The rest of the team have their individual moments of near-breaking-point, the most squirmy being Carroll’s when he realises that a “treatment centre” – a sort of halfway house where paedophile priests are sequestered – is just a block away from his house. From his children. The film could have spiralled into melodrama here, but McCarthy stages the scene observationally, letting the significance of Carroll’s discovery carry its own weight, and playing James’s response as helplessness rather than chest-beating outrage. Ditto Pfeiffer’s turmoil – everything reduces to a point of domestic banality where a recalcitrant dishwasher is the straw that breaks the journalist’s emotional equilibrium.

Mainly, though, McCarthy structures and styles the film as a procedural. Indeed, its unpretentious cinematography and sense of documentary realism are evocative of ’70s classics ‘The French Connection’ and ‘Three Days of the Condor’, except without the thriller elements. The set-piece where Rezendes races against time to requisition a file from the courthouse before the church’s legal eagles can bury it is the closest ‘Spotlight’ comes to an action scene. Mainly, it’s a film of people talking in various locations – anonymous rooms, utilitarian offices, coffee shops, rainy streets – and it’s never less than utterly compelling.
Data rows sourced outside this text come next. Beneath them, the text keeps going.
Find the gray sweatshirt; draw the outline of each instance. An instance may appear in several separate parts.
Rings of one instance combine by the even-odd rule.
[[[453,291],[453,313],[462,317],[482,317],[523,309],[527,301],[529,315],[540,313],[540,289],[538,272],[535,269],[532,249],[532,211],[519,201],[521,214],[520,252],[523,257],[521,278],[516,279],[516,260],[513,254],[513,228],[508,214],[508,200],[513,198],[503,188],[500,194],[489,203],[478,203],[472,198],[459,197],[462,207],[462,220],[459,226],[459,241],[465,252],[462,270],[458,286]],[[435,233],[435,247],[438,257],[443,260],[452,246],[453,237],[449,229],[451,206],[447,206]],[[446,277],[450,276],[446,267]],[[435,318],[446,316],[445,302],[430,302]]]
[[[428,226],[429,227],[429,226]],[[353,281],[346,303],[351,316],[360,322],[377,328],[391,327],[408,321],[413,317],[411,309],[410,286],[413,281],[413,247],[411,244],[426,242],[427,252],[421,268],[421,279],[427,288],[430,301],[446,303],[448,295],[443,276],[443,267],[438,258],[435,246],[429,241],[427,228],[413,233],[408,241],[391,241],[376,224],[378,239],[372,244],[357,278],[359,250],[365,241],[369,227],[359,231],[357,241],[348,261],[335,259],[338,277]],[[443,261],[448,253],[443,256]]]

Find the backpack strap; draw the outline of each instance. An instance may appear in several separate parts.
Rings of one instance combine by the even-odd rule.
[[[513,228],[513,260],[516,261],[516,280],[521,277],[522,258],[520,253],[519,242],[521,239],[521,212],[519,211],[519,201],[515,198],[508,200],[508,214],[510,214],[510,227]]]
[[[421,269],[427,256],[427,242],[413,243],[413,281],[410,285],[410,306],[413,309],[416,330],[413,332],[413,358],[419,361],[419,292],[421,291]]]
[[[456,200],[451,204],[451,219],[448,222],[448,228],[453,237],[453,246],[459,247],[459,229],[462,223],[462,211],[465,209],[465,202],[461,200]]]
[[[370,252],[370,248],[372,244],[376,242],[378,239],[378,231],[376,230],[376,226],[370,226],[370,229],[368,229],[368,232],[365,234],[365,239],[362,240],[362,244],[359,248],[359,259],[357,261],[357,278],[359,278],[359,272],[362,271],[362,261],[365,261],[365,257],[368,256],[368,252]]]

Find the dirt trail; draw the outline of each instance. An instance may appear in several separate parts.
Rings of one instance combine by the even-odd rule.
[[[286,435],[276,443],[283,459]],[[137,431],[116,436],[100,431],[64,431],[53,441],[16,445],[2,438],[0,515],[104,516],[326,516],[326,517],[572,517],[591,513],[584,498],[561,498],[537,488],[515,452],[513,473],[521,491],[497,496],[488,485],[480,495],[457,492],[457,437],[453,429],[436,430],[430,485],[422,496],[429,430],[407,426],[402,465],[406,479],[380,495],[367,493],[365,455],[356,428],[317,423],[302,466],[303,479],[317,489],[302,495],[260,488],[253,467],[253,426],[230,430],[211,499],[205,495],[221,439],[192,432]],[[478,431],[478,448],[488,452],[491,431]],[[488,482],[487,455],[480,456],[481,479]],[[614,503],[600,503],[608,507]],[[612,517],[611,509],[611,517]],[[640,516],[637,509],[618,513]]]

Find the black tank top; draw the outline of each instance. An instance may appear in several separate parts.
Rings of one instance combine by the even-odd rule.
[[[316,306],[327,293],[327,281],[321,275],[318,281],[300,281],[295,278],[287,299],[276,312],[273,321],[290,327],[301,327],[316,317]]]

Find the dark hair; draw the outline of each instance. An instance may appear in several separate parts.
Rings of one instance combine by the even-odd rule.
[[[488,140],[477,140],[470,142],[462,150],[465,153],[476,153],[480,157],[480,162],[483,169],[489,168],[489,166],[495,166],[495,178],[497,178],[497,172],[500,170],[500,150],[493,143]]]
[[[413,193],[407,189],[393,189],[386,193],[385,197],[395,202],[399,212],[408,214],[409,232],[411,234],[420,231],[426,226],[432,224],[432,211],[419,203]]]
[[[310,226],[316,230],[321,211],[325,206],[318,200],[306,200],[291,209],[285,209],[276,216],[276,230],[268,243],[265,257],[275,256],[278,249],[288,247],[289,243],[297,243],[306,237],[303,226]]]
The script never shies from what Boston’s deviant priests have done – and not just Boston’s: a chilling end-credits crawl states the locations of church-sanction abuses uncovered subsequent to the Spotlight investigation; widespread is an understatement – but a human voice is always found and each survivor’s story is dignified by sympathetic performances and the bigger picture of lives lived in an ongoing struggle to define themselves by something other than that which was done to them.